2007 STS Conference Poster Session


ACRL Science and Technology Section

Issues and Trends in Digital Repositories of Non-Textual Information:
support for research and teaching

Monday, June 25, 2007

Reception and Poster Session: 11:00 - 12:00

Following the STS Program, the Program and Research Committees conducted the STS Reception and Poster Session. The Research Committee  invited ten groups of authors to present posters on topics of interest to Science and Technology Librarians.



DSpace as a Repository for Map and GIS resources: A Case Study and Overview of Issues
Kathy Weimer, Texas A&M University Libraries

Map resources are increasingly digitized and made available through the internet.   One method for long term preservation, an institutional repository (IR), shows signs of rapid growth, particularly for map resources.  IRs provide benefits over both a basic web presentation and a digitization clearinghouse/listing because the IR is often searchable through Google Scholar, allowing for searching across repositories instead of just within them.  Also, many are configured as an  OAI-PMH data provider, resulting in freely harvested metadata.

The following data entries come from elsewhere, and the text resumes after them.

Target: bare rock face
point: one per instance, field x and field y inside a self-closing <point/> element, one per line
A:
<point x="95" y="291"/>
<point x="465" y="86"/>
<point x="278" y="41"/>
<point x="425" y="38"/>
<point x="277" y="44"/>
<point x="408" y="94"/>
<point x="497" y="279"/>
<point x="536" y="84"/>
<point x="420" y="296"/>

In 2004, the Texas A & M University Libraries deployed  DSpace as its IR, and named the local instance TxSpace ( http://txspace.tamu.edu).  A pilot project is underway to study scientific map and GIS resources in an IR, specifically, 1) the use of geographic coordinates in metadata in building a map-based search interface, and 2) the addition of GIS files in an IR environment.  The Libraries have digitized and uploaded the complete set of the Geologic Atlas of the United States folios to DSpace.  The 227 folio set was published by the USGS between 1894 and 1945, and contains text, photographs, maps and illustrations.  The set is an example of a multi-format work whose access and storage is now available through an institutional repository.  In order to optimize the geographic nature of the set, coordinates were input to the metadata, and a YahooMap! interface was created.  Additionally, the digitized maps are currently being converted into GIS files, and will be added to the collection.

Poster coming soon.


Librarians and the Data Challenge: Exploratory Work of the MIT Libraries Data Initiatives Group
Anna Gold, Massachusetts Institute of Technology

For librarians whose professional experience with scientific research outputs has centered on the textual products of research work, it is no small challenge to understand how data science and data management fit within, alongside, or outside text-oriented constructs and systems for science communication. One challenge is to shift perspective from the research publishing cycle to the research cycle. That broadened perspective suggests that new relationships will develop between data and the textual descriptions of research. Another challenge is that the well-understood infrastructure for managing textual records of research (e.g. selection, metadata, preservation) doesn’t exist yet for much scientific data.  At MIT a group of five science and engineering librarians began to meet in 2006 to learn more about these issues. The Data Initiatives Group began by studying major reports on digital data archiving, cyberinfrastructure, and e-science. Members shared findings from relevant conferences, met with local experts, and co-sponsored speakers on data and the semantic web. In order to understand local digital research data management practices and their relevance to MIT’s Institutional Repository,  DSpace at MIT, group members worked to deposit a relational database into DSpace at MIT; and conducted interviews with faculty regarding their data management needs. Future work will include creating a science and engineering data services web site, and a proposed job description for a science data librarian.

Poster (pdf)


Spatial SQL - Querying Spatial Objects Based on Geographic Information: An Open Source Approach
Chieko Maene, Northwestern University

Many items in libraries are geographic objects, or objects with spatial information such as place names or street addresses. Examples include historic photographs, aerial photographs, topographic and fire insurance maps. However, the ways in which most libraries locate information are limited to analog tools, such as catalog records, index cards and index maps. Wouldn’t it be nice if we could find these objects based on spatial information? The popularity of mapping sites such as Google Maps indicates that Internet users are comfortable with finding geographic objects by simply typing a street address. Libraries can implement the same idea.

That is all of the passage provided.